Diberdayakan oleh Blogger.

Ternyata Serial Harry Potter Bukan Karya J.K. Rowling

By | 11.11
Ternyata Serial Harry Potter Bukan Karya J.K. Rowling

ZonaKamu - Siapa pun yang membaca serial Harry Potter pasti mengagumi J.K. Rowling sebagai penulis genius. Dia menciptakan kisah kolosal dengan plot raksasa, tokoh-tokoh yang sangat mengesankan, alur yang luar biasa, sekaligus muatan-muatan filosofi dan rahasia yang ditanamkan di banyak bagian kisahnya.

Tujuh serial Harry Potter adalah karya yang bukan hanya hebat, tapi juga menunjukkan bahwa penulisnya seorang genius.

Lalu, kita tahu, J.K. Rowling menulis novel-novel lain, termasuk serial detektif-kriminal, dan dia menggunakan nama pena Robert Galbraith. Para pembaca buku tahu, bahwa Robert Galbraith adalah J.K. Rowling. Sebagai penggemar Rowling, saya pun langsung melahap novel-novel Robert Galbraith, dan... jujur saja, saya sangat kecewa!

Saat membaca The Cuckoo’s Calling, misalnya, saya benar-benar tak percaya bahwa novel itu ditulis J.K. Rowling yang genius. Dalam novel itu, semua kehebatan Rowling seperti lenyap tanpa bekas. Bukan hanya lenyap, novel The Cuckoo’s Calling juga meninggalkan jejak kejanggalan yang luar biasa.

Para pembaca pemula mungkin memuji-muji The Cuckoo’s Calling, apalagi mereka tahu novel itu ditulis Rowling. Tapi para kutubuku menganggap novel itu sangat buruk.
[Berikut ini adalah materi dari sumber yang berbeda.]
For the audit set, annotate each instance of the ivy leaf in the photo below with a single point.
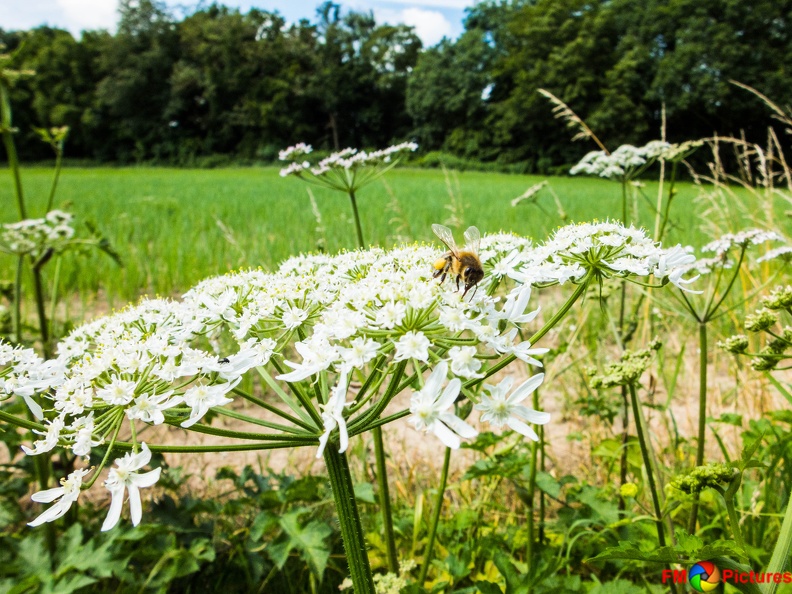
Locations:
(308, 540)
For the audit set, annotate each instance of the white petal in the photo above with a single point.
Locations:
(114, 513)
(449, 394)
(526, 388)
(135, 509)
(532, 416)
(34, 407)
(522, 428)
(146, 479)
(444, 434)
(56, 511)
(458, 425)
(343, 437)
(322, 443)
(48, 496)
(435, 380)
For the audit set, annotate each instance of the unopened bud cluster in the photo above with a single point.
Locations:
(628, 370)
(703, 477)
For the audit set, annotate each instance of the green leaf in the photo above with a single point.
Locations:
(309, 540)
(548, 484)
(629, 551)
(263, 522)
(488, 588)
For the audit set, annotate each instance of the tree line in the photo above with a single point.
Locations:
(244, 85)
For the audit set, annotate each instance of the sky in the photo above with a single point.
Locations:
(432, 19)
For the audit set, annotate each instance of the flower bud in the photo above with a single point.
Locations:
(736, 344)
(760, 321)
(628, 490)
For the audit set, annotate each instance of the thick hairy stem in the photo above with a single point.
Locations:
(357, 219)
(702, 429)
(349, 519)
(781, 551)
(385, 507)
(435, 518)
(647, 460)
(38, 288)
(18, 301)
(8, 141)
(625, 443)
(532, 494)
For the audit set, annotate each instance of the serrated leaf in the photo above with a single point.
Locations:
(628, 551)
(548, 484)
(719, 548)
(309, 540)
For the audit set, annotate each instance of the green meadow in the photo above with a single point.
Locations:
(173, 227)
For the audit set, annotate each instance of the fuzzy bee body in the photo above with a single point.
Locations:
(464, 263)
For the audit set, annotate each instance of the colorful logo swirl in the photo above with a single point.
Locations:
(704, 576)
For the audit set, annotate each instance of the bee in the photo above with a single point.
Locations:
(464, 263)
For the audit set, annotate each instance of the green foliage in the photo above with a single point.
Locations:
(243, 85)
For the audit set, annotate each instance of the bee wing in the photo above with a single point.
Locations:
(445, 235)
(473, 239)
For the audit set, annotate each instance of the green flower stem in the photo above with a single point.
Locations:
(529, 553)
(273, 409)
(8, 141)
(728, 500)
(711, 311)
(376, 410)
(54, 296)
(559, 315)
(435, 519)
(203, 449)
(309, 417)
(379, 422)
(671, 194)
(357, 218)
(385, 506)
(18, 301)
(247, 435)
(702, 429)
(349, 520)
(56, 177)
(260, 422)
(782, 549)
(38, 289)
(110, 447)
(639, 429)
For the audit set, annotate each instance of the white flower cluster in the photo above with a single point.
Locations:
(23, 373)
(610, 248)
(783, 253)
(742, 239)
(35, 236)
(628, 161)
(293, 152)
(724, 246)
(310, 329)
(348, 159)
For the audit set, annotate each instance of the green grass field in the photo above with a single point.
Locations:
(174, 227)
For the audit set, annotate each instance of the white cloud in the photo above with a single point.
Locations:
(430, 25)
(88, 14)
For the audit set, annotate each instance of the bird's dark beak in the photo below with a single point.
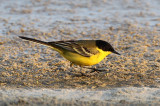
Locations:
(115, 52)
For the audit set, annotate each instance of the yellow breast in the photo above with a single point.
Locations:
(85, 61)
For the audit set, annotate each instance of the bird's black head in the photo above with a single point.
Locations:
(105, 46)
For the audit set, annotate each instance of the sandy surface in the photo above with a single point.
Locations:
(131, 26)
(120, 96)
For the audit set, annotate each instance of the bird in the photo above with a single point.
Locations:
(80, 52)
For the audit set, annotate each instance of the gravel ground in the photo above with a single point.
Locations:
(131, 26)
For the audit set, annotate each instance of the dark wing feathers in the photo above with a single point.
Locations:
(85, 48)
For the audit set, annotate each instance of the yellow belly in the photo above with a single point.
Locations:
(85, 61)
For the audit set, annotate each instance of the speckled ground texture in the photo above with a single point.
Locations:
(131, 26)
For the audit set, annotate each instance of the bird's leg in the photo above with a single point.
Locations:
(71, 64)
(94, 69)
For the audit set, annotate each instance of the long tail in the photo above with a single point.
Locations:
(34, 40)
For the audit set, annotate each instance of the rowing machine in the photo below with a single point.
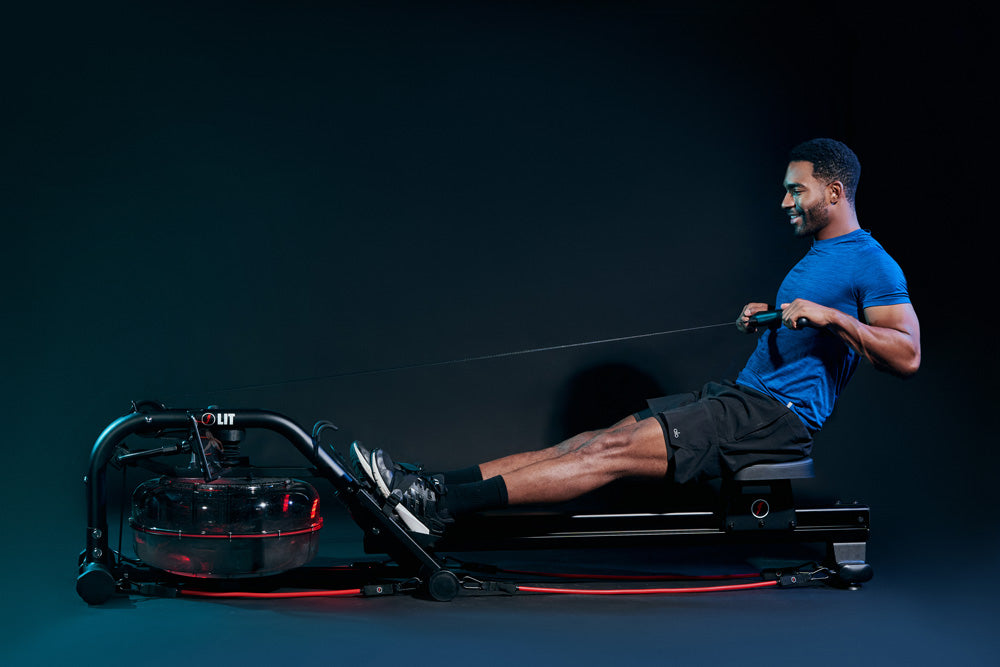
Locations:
(217, 518)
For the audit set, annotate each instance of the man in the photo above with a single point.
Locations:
(844, 301)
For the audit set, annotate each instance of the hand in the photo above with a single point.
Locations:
(743, 321)
(801, 313)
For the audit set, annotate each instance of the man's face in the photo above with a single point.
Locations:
(806, 199)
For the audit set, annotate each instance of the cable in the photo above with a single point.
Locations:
(647, 591)
(464, 360)
(635, 577)
(292, 594)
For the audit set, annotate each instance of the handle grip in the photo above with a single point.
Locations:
(769, 317)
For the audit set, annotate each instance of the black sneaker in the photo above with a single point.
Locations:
(419, 503)
(364, 468)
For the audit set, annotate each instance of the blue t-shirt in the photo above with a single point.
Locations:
(806, 369)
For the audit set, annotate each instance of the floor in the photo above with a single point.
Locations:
(930, 610)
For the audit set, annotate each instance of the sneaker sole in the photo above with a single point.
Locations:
(412, 523)
(365, 466)
(377, 476)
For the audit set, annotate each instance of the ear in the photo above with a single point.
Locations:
(835, 191)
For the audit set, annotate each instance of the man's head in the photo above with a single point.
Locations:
(820, 184)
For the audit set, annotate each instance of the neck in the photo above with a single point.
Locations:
(839, 225)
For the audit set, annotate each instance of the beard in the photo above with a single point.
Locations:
(814, 219)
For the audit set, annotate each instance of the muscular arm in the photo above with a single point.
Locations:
(889, 338)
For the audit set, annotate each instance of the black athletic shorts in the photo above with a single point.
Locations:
(724, 428)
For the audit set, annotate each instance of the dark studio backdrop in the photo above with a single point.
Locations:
(202, 198)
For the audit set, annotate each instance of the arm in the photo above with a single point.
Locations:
(889, 338)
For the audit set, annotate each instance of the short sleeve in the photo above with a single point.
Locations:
(880, 281)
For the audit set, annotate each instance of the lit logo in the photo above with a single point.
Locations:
(218, 418)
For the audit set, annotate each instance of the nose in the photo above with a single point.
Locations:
(787, 202)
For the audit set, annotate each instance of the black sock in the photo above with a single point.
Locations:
(463, 476)
(487, 494)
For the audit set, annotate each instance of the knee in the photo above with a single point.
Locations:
(608, 444)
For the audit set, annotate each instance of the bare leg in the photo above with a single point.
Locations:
(626, 450)
(514, 462)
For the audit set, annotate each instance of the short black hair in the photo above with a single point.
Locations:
(832, 161)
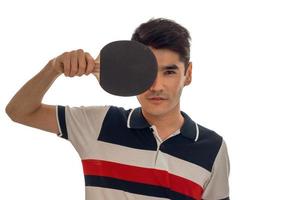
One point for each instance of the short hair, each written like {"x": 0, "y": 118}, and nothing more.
{"x": 163, "y": 33}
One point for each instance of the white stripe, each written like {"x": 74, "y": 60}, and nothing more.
{"x": 146, "y": 159}
{"x": 57, "y": 121}
{"x": 197, "y": 132}
{"x": 129, "y": 117}
{"x": 93, "y": 193}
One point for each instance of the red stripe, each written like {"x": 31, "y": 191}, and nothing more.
{"x": 142, "y": 175}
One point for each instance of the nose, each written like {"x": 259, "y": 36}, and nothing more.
{"x": 157, "y": 84}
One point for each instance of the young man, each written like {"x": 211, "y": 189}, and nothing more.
{"x": 155, "y": 151}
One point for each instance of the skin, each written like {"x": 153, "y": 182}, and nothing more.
{"x": 170, "y": 81}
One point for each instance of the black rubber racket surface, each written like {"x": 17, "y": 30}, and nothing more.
{"x": 128, "y": 68}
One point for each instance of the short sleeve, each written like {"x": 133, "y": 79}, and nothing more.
{"x": 80, "y": 125}
{"x": 217, "y": 187}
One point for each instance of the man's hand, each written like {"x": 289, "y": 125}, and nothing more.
{"x": 76, "y": 63}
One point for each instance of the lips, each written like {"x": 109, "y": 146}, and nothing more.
{"x": 156, "y": 98}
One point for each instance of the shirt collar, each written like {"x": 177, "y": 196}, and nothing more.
{"x": 136, "y": 120}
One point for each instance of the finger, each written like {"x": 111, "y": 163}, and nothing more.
{"x": 66, "y": 63}
{"x": 74, "y": 64}
{"x": 90, "y": 63}
{"x": 81, "y": 62}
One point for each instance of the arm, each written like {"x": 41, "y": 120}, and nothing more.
{"x": 26, "y": 106}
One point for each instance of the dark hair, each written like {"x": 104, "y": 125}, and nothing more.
{"x": 163, "y": 33}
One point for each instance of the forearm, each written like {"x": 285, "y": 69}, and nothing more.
{"x": 29, "y": 97}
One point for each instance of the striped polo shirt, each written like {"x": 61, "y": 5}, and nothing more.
{"x": 123, "y": 157}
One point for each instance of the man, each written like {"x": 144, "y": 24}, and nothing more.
{"x": 152, "y": 152}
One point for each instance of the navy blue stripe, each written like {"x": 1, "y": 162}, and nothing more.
{"x": 114, "y": 130}
{"x": 202, "y": 153}
{"x": 62, "y": 121}
{"x": 132, "y": 187}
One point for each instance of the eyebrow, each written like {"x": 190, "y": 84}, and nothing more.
{"x": 170, "y": 67}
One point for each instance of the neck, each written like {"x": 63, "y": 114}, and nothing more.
{"x": 166, "y": 123}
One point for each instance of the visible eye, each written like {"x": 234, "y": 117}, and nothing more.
{"x": 169, "y": 72}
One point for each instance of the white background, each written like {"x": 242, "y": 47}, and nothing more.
{"x": 246, "y": 60}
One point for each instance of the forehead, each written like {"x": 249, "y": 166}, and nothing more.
{"x": 166, "y": 57}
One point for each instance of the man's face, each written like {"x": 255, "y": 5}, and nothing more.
{"x": 164, "y": 95}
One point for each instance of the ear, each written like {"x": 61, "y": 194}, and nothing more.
{"x": 188, "y": 75}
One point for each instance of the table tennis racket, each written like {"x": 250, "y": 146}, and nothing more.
{"x": 128, "y": 68}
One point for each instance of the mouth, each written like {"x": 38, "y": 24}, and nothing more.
{"x": 156, "y": 99}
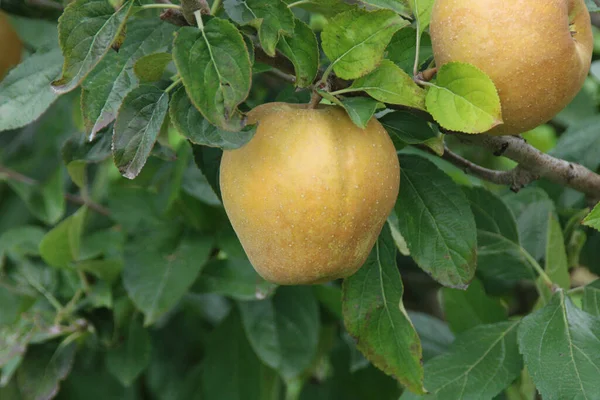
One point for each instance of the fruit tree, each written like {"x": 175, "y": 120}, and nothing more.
{"x": 299, "y": 200}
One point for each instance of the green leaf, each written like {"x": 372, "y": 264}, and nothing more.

Novel itu benar-benar seperti karya penulis pemula yang baru belajar menulis.

Kalau kita telah membaca ratusan novel detektif, kita tidak akan terkesan sama sekali pada The Cuckoo’s Calling—karena isinya sangat-sangat biasa, bahkan klise. Milis kutubuku internasional yang saya ikuti bahkan menyebut The Cuckoo’s Calling sebagai “novel yang sangat membosankan”.

Selama membaca novel-novel Rowling di luar Harry Potter, saya terus memikirkan kejanggalan itu. Dan semakin saya pikirkan, semakin banyak kejanggalan yang saya temukan.

Sampai akhirnya, saya menemukan buku berjudul Committee 300. Buku itu menjelaskan, bahwa serial Harry Potter sebenarnya tidak ditulis oleh J.K. Rowling, namun sebenarnya karya sekelompok genius yang tergabung dalam Tavistok Institute. Dalam hal ini, J.K. Rowling hanya diminta pasang nama sebagai penulis, namun sebenarnya bukan dia yang menulis serial novel tersebut.

Penjelasan itu tentu saja mengejutkan. Namun, mendapati penjelasan itu, saya merasa mendapat pencerahan mengenai kenapa novel serial Harry Potter bisa sangat bagus, tapi novel kriminal yang juga ditulis J.K. Rowling tampak sangat buruk. Terus terang, saya percaya dengan penjelasan yang ada dalam buku Committee 300, bahwa novel Harry Potter sebenarnya bukan karya J.K. Rowling. Bagaimana denganmu?